Bug 1105742

Summary:	Storage node can get stuck in MAINTENANCE mode if cluster maintenance is executed when one or more agents are unavailable or restarting
Product:	[JBoss] JBoss Operations Network	Reporter:	Larry O'Leary <loleary>
Component:	Storage Node	Assignee:	Michael Burman <miburman>
Status:	CLOSED EOL	QA Contact:	Mike Foley <mfoley>
Severity:	medium	Docs Contact:
Priority:	unspecified
Version:	JON 3.2.1	CC:	fbrychta
Target Milestone:	---
Target Release:	JON 4.0.0
Hardware:	Unspecified
OS:	Unspecified
Whiteboard:
Fixed In Version:		Doc Type:	Bug Fix
Doc Text:		Story Points:	---
Clone Of:		Environment:
Last Closed:	2019-08-05 14:50:55 UTC	Type:	Bug
Regression:	---	Mount Type:	---
Documentation:	---	CRM:
Verified Versions:		Category:	---
oVirt Team:	---	RHEL 7.3 requirements from Atomic Host:
Cloudforms Team:	---	Target Upstream Version:
Embargoed:
Bug Depends On:	1120418
Bug Blocks:

Description Larry O'Leary 2014-06-07 00:01:44 UTC

Description of problem:
Weekly storage cluster maintenance or running storage cluster maintenance manually can put a storage node into what appears to be an unrecoverable maintenance state if its agent is offline due to a synchronized restart.

For example, if agent processes are auto-restarted once a week, this can potentially correspond with the storage cluster auto maintenance job which also runs once a week. The result is that the storage node is left in an operation mode of MAINTENANCE and therefore has its cluster status reported as DOWN.

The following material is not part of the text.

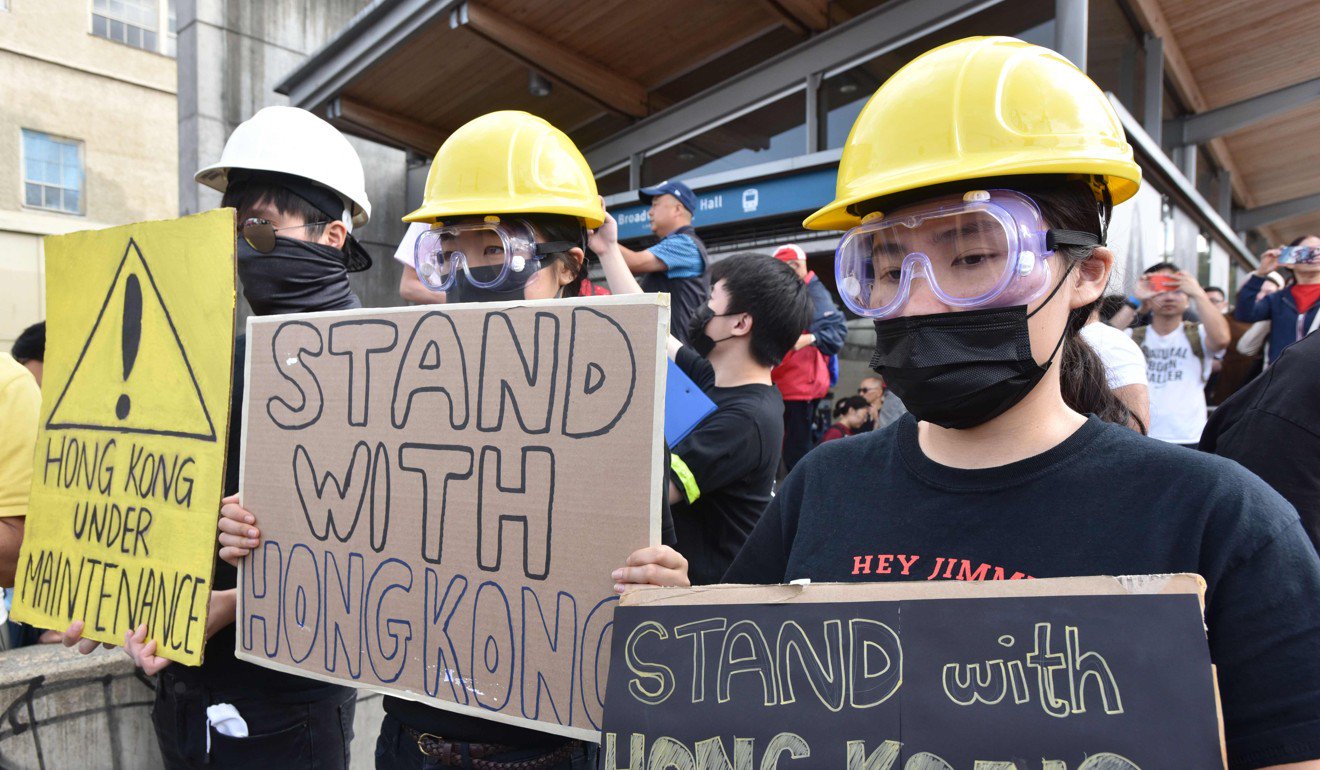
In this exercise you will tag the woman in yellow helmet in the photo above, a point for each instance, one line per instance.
(510, 201)
(974, 190)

Version-Release number of selected component (if applicable):
3.2.1

How reproducible:
Always

Steps to Reproduce:
1. Install and start JBoss ON 3.2 system.
2. Install a second agent and storage node.
3. Verify that both storage nodes are in inventory and are UP/NORMAL.
4. Shutdown one of the agents.
5. Invoke the following JBoss ON CLI command:

./rhq-cli.sh -u rhqadmin -p rhqadmin -c 'StorageNodeManager.runClusterMaintenance()'

Actual results:
Storage node running on the agent that was unavailable has its cluster status reported as DOWN and its operation mode indicates MAINTENANCE.

Expected results:
No error or bad state associated with the node.

Additional info:
Although it is understandable that maintenance can not complete while the agent is unavailable, this situation should be temporary. As soon as the agent comes back online, cluster maintenance should continue. In other words, the error state should only be reported/reflected while the agent is down.

The fact that the node is stuck in MAINTENANCE also seems to indicate a desegregated cluster. Auto maintenance shouldn't cause such situations.

Comment 1 John Sanda 2014-08-29 12:20:38 UTC

Bumping the target release due to time constraints. Work has been started though in the storage_workflow branch.

Comment 3 Filip Brychta 2019-08-05 14:50:55 UTC

JBoss ON is coming to the end of its product life cycle. For more information regarding this transition, see https://access.redhat.com/articles/3827121.
This bug report/request is being closed. If you feel this issue should not be closed or requires further review, please create a new bug report against the latest supported JBoss ON 3.3 version.